If the Gutenberg Bible represents the first shots fired in the information revolution, the movement towards an open growth and dissemination of information, then the internet is the armistice. The internet represents the victory of free speech over censorship, of free access over restriction, of the free flow of ideas over a controlled and regulated information marketplace.
The internet is an amazingly powerful tool for progress in the modern age. Never before, in the course of human history, have the barriers to communication been rendered so completely antiquated.
The power of the internet to change the way all manner of tasks are approached is unparalleled, from paying bills and reading the newspaper, to factoring hundred -thousand-digit primes and combing the universe for intelligent life.
The internet derives this near-unlimited transformational potential from, (after a great generalization), freedom of content. While great advancements, great art, and great thought originate with some need, desire, or issue, a context in which to satisfy, express, or discuss without restriction is also required. The internet, given its freedom of content, can provide this context.

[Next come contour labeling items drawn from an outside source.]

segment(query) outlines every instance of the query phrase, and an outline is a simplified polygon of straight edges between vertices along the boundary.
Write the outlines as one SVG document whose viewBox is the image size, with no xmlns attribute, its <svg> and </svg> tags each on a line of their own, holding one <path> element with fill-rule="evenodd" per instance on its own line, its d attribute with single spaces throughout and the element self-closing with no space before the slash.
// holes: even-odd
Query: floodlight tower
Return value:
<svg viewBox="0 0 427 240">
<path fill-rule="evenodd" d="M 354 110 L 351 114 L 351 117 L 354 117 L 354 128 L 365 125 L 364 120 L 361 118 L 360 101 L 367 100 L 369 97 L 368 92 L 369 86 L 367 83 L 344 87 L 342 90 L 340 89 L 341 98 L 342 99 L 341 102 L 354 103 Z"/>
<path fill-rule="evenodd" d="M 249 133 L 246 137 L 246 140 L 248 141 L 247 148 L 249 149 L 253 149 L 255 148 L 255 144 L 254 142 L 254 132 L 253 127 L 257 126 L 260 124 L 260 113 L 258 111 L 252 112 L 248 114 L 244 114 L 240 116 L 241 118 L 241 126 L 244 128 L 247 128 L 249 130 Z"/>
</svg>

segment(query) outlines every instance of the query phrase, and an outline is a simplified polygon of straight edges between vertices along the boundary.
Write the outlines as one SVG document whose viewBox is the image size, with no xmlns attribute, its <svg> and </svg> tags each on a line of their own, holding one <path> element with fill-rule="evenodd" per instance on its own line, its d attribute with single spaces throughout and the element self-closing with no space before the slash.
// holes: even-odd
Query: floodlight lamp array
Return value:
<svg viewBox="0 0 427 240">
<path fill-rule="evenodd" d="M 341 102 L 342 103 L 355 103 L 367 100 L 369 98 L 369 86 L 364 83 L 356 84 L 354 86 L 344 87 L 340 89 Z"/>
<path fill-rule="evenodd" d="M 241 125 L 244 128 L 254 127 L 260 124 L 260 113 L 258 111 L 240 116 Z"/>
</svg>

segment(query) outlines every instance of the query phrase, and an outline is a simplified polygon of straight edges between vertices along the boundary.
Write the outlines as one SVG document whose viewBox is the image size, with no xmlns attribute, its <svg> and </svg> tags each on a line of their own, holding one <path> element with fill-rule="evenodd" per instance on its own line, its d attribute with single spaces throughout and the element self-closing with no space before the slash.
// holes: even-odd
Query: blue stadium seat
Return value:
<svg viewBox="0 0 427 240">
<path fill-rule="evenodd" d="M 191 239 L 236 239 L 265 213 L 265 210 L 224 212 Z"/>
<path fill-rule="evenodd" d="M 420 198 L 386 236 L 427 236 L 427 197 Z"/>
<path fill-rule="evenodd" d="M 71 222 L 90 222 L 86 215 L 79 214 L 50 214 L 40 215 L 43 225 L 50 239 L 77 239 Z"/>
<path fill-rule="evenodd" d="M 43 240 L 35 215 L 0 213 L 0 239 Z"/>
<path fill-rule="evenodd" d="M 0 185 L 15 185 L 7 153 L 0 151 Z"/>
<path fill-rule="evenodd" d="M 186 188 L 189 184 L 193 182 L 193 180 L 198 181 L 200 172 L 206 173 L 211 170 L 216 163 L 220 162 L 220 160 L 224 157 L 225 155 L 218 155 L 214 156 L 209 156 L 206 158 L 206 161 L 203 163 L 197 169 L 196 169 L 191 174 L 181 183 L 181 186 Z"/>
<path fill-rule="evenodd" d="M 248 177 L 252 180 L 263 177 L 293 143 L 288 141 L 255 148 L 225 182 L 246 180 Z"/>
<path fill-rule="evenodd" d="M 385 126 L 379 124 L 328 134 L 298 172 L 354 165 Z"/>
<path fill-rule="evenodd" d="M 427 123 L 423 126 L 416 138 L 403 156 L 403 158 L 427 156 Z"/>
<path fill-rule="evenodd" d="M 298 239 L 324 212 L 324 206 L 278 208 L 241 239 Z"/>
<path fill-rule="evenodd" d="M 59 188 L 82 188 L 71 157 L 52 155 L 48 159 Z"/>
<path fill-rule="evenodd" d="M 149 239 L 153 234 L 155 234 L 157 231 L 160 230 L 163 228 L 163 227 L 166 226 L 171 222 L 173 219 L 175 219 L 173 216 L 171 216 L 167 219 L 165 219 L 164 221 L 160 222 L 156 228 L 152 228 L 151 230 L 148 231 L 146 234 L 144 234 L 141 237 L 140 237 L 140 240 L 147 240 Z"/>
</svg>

This freedom is important, and any imposed limits are anathema to progress. For the internet to remain relevant, these restrictions must be minimized. Like its predecessor, the written word, the internet can be restricted by lawmakers and by those who control its means of delivery.
There are numerous examples of state-mandated restriction in places such as Iran, where access to Twitter and Facebook was restricted to limit discussion about the outcome of the recent election, and China, where numerous websites are blocked or limited.
Such overt censorship, while certainly detrimental regardless of its location, comes as no surprise in countries where freedom of speech is not guaranteed. It is easy to rally against obvious abuses of state power, but in the parts of the world where individual liberty is respected, censorship is often a more contentious question.
In Germany for example, the parliament recently enacted a law that blocks access to a list of websites reportedly involved in the proliferation of child pornography. Whereas it is easy to stake a moral claim against censoring free and open access to political debate in Iran, the question, when framed as a discussion on combating the spread of contemptible material in Germany, is quite different.
The debate becomes more focused, as is often the case when politics are involved, on the nature and goals of censorship rather than on the existence of censorship itself.
In a country that explicitly guarantees freedom of speech, are the means, (the creation of a framework for internet censorship) justified by the ends (the potential limitation of the dissemination of patently illegal and morally reprehensible material)?
While a near consensus opinion exists on the subjective evaluation of child pornography, there is no way to ensure that such a consensus would exist in other instances of questionable content. With the framework in place to limit access, what is to stop the German government from utilizing the censorship architecture to filter the next, more morally ambiguous impropriety? It is, to say the least, a slippery slope.
Consider, additionally, the effectiveness of such a practice. Opponents of the law have called the implementation (restricting websites specific to a list of offenders) lazy because more proactive measures (contacting service providers to have content removed) are being passed over.
While the government plan merely prevents German citizens from accessing the illegal websites, the content remains on the internet. The effectiveness of the law, from a moral point of view, is minimized, and the potential costs of such a policy become all the more significant.
At the core of this debate is freedom of content. That is the source of the internet’s power, but it is also the well from which a seemingly infinite number of abuses spring. If the internet is a digital microcosm of humanity, then for every work of genius, the world will be presented with a failure of character.
The outcome sought by the German plan is noble but misguided and, most importantly, dangerous. Alternative methods for solving the problem of illegal content should be pursued before implementing a framework for internet censorship. Such a framework endangers the future viability of the internet to be a positive force in society.